Q = h x A x (Ts – Tw) (North Carolina State Extension, 1992)

where:
Q = the rate at which heat is transferred from a batch of produce, in units of Btu/hr (Note: BTU means British Thermal Unit. It’s the amount of heat required to raise the temperature of water by 1^oF)
h = the heat transfer coefficient, in units of Btu/(hr ft² °F)
A = the total exposed surface area of the produce, in square feet, over which the heat transfer occurs
Tw = the temperature of the water (°F)
Ts = the temperature of the produce surface (°F)

From the equation you will see that cooling is faster when there is a bigger difference in the temperature of the food compared to the temperature of the cooling medium. Foods with larger surface area will also cool faster. For example 20 kg of cherries will cool faster that 20 kg of potatoes. Higher heat transfer coefficient will also speed up rate of heat transfer. The heat transfer coefficient (h) represents the amount of energy that will pass through the cooling medium per square foot when there is a 1^oF difference between the food and the medium. h is dependent primarily on the velocity of the cooling medium and its properties such as density, viscosity, specific heat, and thermal conductivity (Singh and Heldman, 2017). Water will be a better cooling medium than air since it will absorb more heat (specific heat capacity = 4185.5 J/kg.K versus air, 1006 J/kg.K) and is a better heat conductor (thermal conductivity = 0.6w/mK versus air, 0.024 w/mK). Water or air moving at higher velocities will achieve more efficient cooling.

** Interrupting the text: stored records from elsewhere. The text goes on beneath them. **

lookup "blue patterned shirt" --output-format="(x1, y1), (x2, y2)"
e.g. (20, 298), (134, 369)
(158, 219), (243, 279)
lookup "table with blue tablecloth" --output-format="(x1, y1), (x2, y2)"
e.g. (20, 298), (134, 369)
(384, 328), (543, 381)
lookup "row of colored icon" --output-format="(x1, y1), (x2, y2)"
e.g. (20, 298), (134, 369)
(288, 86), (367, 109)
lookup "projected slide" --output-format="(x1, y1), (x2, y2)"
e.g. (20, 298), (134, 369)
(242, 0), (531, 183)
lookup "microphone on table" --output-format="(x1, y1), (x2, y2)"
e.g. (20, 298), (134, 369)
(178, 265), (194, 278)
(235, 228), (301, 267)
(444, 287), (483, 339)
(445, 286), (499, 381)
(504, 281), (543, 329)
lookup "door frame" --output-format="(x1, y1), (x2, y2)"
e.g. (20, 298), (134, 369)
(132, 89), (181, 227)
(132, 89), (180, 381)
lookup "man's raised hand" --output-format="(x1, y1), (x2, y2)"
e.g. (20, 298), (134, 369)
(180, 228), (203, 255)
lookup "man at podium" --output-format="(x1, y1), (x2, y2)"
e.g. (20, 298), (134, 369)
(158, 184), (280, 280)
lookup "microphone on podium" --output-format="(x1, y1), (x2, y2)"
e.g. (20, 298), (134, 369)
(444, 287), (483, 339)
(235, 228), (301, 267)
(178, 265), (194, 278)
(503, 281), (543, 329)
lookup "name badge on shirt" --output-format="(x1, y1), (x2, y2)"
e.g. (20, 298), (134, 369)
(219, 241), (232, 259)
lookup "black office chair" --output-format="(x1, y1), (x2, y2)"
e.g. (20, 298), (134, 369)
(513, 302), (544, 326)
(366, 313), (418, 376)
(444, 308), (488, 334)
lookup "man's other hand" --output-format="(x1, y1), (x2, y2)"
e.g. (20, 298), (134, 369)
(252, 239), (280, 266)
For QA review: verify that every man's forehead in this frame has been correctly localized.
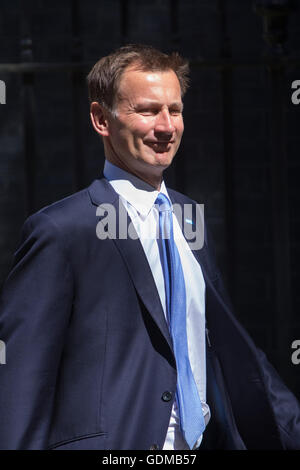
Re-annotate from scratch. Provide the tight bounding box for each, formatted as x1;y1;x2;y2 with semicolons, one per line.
121;65;179;84
117;67;182;99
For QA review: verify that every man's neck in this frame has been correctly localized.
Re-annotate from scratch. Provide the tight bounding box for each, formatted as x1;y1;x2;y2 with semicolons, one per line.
105;158;163;191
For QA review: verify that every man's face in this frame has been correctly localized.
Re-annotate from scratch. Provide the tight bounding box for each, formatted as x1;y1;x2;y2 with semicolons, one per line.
104;66;184;180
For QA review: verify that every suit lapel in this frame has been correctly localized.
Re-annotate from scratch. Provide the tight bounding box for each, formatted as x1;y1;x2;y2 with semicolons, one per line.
167;190;224;339
168;189;213;282
88;178;173;352
88;178;219;358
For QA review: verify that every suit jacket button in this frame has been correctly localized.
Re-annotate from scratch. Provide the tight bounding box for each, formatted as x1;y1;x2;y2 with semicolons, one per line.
149;444;159;450
161;391;173;402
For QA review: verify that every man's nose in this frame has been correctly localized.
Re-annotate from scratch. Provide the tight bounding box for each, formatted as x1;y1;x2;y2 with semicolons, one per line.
154;109;175;135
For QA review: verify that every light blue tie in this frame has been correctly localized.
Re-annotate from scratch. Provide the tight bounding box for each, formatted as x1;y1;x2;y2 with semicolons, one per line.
155;193;205;449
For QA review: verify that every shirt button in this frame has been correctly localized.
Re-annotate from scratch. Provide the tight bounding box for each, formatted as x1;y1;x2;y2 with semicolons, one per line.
161;391;173;402
149;444;159;450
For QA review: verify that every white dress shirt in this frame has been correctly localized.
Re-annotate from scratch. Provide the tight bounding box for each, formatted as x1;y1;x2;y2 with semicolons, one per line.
103;160;210;450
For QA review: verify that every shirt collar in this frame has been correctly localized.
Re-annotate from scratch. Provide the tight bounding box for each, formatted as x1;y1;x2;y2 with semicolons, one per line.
103;160;169;217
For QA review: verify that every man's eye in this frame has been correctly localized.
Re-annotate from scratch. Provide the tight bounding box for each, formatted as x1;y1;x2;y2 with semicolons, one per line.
170;110;182;115
139;109;156;115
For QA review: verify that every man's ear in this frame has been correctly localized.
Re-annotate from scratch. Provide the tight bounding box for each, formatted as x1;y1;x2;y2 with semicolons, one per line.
90;102;110;137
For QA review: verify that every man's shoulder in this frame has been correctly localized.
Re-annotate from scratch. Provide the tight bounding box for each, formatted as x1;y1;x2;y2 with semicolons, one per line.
23;178;111;235
30;178;110;219
29;187;89;227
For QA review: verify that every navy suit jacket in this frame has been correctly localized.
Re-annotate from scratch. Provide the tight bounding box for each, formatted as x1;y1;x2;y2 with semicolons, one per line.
0;177;300;450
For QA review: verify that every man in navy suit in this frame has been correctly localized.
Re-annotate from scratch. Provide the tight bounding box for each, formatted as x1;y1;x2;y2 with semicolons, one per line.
0;44;300;450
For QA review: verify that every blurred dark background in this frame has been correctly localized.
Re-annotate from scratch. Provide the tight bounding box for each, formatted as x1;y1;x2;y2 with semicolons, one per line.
0;0;300;399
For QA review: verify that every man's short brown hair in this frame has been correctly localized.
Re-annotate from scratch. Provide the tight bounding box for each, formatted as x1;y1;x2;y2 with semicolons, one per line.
87;44;189;112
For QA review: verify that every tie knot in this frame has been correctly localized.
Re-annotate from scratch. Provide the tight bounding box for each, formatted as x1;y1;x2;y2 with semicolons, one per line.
155;193;172;212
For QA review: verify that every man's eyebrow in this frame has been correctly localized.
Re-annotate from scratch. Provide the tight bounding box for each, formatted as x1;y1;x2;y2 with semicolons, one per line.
135;100;184;108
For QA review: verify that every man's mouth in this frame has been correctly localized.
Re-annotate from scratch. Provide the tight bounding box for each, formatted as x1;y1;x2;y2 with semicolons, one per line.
145;141;174;152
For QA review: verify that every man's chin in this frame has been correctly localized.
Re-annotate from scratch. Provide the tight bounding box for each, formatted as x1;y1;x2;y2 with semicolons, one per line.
145;149;176;167
140;156;171;173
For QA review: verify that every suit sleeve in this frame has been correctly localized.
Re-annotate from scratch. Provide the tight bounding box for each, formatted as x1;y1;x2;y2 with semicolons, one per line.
205;222;300;449
0;211;74;449
256;348;300;449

Researchers have developed time-center temperature response graphs showing decimal temperature difference (DTD) versus cooling time (Fig. below). This allows processors to predict the cooling time once the DTD is known.

DTD = (T – W) ÷ (P – W)

where:
T = the target temperature (°F)
W = the temperature of the water (°F)
P = the starting temperature of the produce (°F)

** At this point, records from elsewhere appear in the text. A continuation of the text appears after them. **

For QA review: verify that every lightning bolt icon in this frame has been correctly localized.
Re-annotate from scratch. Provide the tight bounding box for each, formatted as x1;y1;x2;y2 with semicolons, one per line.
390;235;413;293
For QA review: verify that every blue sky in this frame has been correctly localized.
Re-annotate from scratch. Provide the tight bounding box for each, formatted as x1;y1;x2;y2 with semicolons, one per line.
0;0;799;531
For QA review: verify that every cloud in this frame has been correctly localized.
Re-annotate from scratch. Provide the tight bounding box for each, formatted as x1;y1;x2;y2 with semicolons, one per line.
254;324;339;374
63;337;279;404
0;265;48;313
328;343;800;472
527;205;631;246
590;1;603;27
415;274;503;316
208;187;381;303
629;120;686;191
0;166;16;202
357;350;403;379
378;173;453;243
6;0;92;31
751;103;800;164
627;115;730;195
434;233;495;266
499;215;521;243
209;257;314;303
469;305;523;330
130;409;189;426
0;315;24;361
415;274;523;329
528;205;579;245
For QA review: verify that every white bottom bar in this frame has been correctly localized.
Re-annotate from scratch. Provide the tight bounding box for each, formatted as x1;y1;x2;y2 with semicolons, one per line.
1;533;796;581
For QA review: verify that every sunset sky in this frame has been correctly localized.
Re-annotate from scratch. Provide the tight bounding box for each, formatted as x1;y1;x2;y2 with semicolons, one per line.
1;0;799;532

Time temperature response curves. (A, kale, leafy greens; B, peas and beans; C, radishes, small beets; D, small apples and peaches; E, maize, apples and peaches; F, cucumber, large apples and peaches, G, cantaloupe, large egg plant)(Image: Fellows, 2009)

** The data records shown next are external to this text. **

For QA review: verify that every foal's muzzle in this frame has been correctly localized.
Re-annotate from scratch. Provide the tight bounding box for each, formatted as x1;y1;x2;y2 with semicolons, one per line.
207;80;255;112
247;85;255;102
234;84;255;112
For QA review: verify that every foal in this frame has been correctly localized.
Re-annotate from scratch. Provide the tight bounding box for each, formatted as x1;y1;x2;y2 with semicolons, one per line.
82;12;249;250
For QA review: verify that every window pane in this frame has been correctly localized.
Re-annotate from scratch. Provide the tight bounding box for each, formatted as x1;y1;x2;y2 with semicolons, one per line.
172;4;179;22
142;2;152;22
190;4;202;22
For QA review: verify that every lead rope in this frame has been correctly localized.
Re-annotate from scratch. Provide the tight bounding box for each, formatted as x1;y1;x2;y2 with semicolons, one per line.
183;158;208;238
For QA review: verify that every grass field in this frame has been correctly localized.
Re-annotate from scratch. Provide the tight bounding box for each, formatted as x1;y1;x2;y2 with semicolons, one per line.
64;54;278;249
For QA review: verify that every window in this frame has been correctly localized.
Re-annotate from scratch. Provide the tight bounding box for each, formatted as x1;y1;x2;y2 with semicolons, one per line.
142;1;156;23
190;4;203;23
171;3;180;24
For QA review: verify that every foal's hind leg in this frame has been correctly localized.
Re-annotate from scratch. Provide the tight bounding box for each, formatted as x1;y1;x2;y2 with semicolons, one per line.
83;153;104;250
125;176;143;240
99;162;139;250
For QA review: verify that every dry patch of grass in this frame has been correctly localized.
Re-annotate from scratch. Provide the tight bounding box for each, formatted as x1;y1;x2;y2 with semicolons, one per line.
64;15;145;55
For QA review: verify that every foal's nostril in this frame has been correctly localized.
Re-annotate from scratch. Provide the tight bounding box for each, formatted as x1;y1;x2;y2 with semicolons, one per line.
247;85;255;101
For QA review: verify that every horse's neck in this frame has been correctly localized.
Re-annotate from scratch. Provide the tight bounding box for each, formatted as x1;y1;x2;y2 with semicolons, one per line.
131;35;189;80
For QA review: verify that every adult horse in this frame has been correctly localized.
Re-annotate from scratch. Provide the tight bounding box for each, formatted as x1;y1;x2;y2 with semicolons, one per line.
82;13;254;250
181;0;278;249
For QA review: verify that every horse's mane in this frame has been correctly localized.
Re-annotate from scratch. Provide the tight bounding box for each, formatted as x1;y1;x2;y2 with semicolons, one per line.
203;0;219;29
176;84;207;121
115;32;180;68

Notice that the cooling time is shorter for smaller produce.

In this lab you will cool snap beans using three methods: immersion cooling, air cooling and hydro-air cooling. For each cooling application, you will periodically check and record the temperature and create a cooling curve in excel.

Method

Preparation: Place snap beans in a convection oven set at 37^oC, for 2 hours

Air-cooling

Weigh 300 grams of snap beans
Place beans on lab counter top in a single layer
Cool using a fan set at high speed
Every 5 minutes, take the the temperature of a snap bean by inserting the probe into the center of the bean pod. Discard after testing.
Continue collecting temperature data until the temperature falls to 20^oC

Hydro-air cooling

Follow the steps above, except that every 2 minutes, use a spray bottle to apply a thin layer of moisture to the surface of the beans

Immersion cooling

Immerse 300 g of snap beans in an ice water bath at 0^oC
Collect temperature readings as before

Lab Questions

Draw a graph for each cooling method showing temperature versus time
Explain the reason for differences you observe in cooling rates
Calculate the DTD based on immersion method, to reduce the temperature to 20^oC
Use the DTD versus cooling time graph above to predict the cooling time. How does your actual results compare to what is predicted in the graph? What could account for the difference if any?

References:

Fellows, PJ. (2009). Food Processing Technology: Principles and Practice. Cambridge, MA: Woodhead Publishing.
North Carolina State Extension (October 1, 1992). Hydrocooling postharvest technical series. Retrieved on February 15, 2018. From https://content.ces.ncsu.edu/hydrocooling
Singh, RP and Heldman, DR. (2017). Introduction to Food Engineering, 5th edition. San Diego CA: Academic Press.